His and Hers: Handicapped Style
by The Plain Simple Tailor
Being part of a couple where both parties have diabilities can be interesting. The one thing I’ve found that I can point to is that it makes compromise and agreement between my fiance and myself much easier. This seems to occur for one of two reasons. Usually, it’s because we have such similar mindsets due to our shared experiences that we can see what the other is thinking. Sometimes the more entertaining way happens. It’s like we’re so tired from having to go out of our way to do the things able-bodied people take for granted that we’re just sick of fighting and meet in the middle.
As a couple that considers themselves “casual outsiders” in many respects, we’ve noticed some funny things about how we’re perceived by others, particularly by the able bodied. Once people get past the idea that Kory and I are not “inspirational” just because we lead regular old lives, it can even break down in other ways. I tend to counter the “inspiraitonal” stuff with something along the lines of “Dude, we’re perfectly normal people, we just walk funny.”
The thing I find oddest is that it occasionally seems to break down along gender lines as well. Kory has a very rare disability which I won’t try to explain here (the full pronunciation of it makes my brain hurt). But she started to exhibit symptioms at the age of 19, well before we met. I have cerebral plasy, which is far more well known.
What we’ve noticed is that she tends to get much more sympathy based on the things she can’t do than I do. I’ve heard people refer to her disability situation as “sad,” “tragic,” etc.
Why do I think this happens? Inherent social programming. This occurs for three major reasons, and yes, I’m aware I’m generalizing. So are the people who think this way:
- Kory is female
- Kory is extremely attractive
- Because her diability hit her later in life, she had a period of being able-bodied. This makes people believe the loss of ability to be more profound for some reason.
What people seem to fail to realize is that Kory has done more with her life than many able-bodied people even consider doing. She works a full-time job, something which a lot of people are conditioned to believe the disabled can’t do. She’s travelled a ton (France, Africa, many other places) and seen more of the world than most people. She is a major force in the community here in Madsion, particularly serving as vice chairperson for the city commision for people with disabilites.
A lot of how I deal with disabilty is through my sense of humor, one that has been called anything from sarcastic to caustic to downright brutal. While some people have said that it can make me look like a stereotypical bitter handicapped person, I disagree. I believe that humor can defuse akward situations more easily, hence my making jokes about having a limp or whatever.
I’ve found that people are less inclined to exhibit actual pity in my case. This is fine, I hate pity. But because I have something that I was born with, many activities that able bodied folks take for granted aren’t really on the table for me. This leads many people to take an attitude of “You’re a tough guy. It’s not like you really know what you’re missing anyway, right?” Actually, hypothetical person, I do realize what I’m missing. Having physical difficulties doesn’t make me an idiot.
I think this happens because men in our society are viewed as tougher and more able to handle such difficulties than women.

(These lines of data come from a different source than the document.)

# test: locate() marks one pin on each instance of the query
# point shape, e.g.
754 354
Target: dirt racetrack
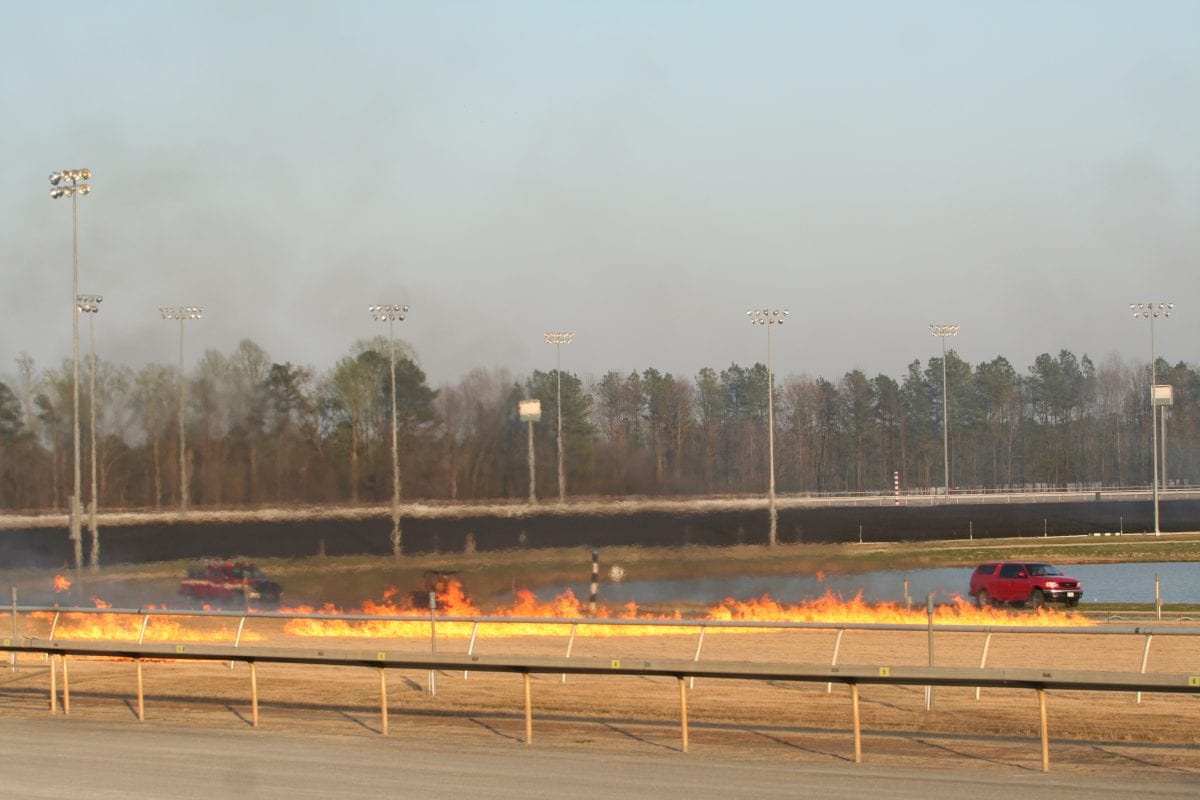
797 722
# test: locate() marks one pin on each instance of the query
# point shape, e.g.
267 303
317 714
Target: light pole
89 304
529 411
769 318
1152 311
71 182
558 338
183 313
390 314
942 331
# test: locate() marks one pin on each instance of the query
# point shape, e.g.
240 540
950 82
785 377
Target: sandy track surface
808 723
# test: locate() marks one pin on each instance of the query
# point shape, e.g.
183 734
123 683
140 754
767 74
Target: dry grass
803 722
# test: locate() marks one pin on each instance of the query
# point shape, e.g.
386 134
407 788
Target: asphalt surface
66 757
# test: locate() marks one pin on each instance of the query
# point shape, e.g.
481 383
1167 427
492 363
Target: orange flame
454 602
828 608
127 627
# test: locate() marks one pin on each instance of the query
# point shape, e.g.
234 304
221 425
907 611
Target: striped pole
595 579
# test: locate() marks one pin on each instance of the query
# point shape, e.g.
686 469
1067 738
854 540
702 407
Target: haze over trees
267 433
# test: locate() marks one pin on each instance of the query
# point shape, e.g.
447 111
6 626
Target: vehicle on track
229 581
1029 583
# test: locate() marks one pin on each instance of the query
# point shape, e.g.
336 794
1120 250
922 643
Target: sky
637 172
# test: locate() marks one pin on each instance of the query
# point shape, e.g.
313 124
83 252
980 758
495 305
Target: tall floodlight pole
769 318
529 411
1152 311
390 314
942 331
558 338
89 304
183 313
71 182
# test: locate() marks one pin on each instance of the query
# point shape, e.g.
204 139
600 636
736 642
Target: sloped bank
147 537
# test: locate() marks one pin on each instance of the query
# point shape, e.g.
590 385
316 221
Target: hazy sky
637 172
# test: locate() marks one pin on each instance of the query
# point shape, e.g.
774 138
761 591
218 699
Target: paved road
105 761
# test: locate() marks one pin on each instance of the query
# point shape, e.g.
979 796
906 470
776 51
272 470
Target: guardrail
1038 680
573 626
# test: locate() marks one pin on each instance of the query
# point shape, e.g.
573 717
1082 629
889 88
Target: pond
1107 583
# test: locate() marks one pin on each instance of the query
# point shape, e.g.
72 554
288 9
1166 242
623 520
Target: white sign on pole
529 410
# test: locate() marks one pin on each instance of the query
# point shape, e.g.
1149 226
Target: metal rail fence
573 626
1038 680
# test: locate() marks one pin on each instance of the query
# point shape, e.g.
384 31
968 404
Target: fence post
12 654
433 642
471 647
700 643
570 643
528 711
142 709
1145 660
253 695
929 612
983 659
833 662
595 581
54 689
858 728
683 711
383 702
66 687
1045 732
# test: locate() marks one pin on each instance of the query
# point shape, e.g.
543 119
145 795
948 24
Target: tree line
262 433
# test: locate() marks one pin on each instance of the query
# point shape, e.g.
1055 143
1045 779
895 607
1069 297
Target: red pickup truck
229 581
1030 583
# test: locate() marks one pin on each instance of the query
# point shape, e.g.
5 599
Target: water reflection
1109 583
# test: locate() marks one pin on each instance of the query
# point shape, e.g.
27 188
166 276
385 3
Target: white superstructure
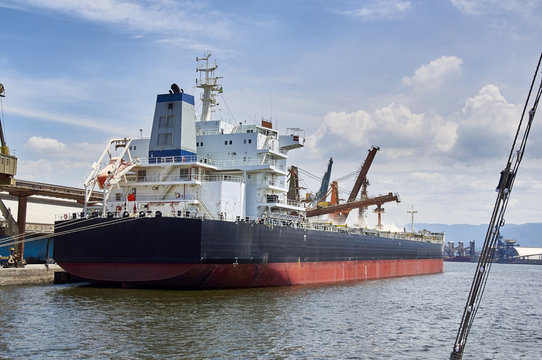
207 168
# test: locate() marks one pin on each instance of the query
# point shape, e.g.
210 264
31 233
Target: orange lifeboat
109 170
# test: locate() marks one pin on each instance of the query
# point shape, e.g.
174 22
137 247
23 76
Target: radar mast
209 83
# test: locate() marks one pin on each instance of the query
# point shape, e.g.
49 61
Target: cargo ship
203 203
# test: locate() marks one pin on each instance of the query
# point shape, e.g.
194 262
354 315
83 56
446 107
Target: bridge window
165 139
167 121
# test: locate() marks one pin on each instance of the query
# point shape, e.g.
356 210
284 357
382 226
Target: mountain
526 235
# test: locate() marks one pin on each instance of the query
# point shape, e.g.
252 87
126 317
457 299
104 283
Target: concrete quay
33 274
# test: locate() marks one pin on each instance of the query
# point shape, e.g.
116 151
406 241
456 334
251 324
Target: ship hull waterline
218 276
193 253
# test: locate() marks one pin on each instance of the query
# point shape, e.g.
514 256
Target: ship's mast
209 83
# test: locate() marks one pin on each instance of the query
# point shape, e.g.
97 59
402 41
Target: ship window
167 121
165 139
141 174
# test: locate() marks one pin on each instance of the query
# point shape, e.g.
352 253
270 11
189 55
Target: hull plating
191 253
211 276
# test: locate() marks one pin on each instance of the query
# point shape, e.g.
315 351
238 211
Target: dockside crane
322 193
339 212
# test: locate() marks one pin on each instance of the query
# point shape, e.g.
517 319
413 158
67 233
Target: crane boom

This is not true. Not to say that I’m a sniveling loser when it comes to this stuff, but I’ve learned to deal through experience, not the inherent gift of a penis.
The thing that Kory’s taught me in the almost two years we’ve been together is that many things in life can be harder when you’re diisabled and there may be some things that you end up logically deciding “Hell, I can’t do this.” That’s acceptable if need be, but never let yourself think you can’t do something just because someone says you can’t. You’ve already lost if you do that.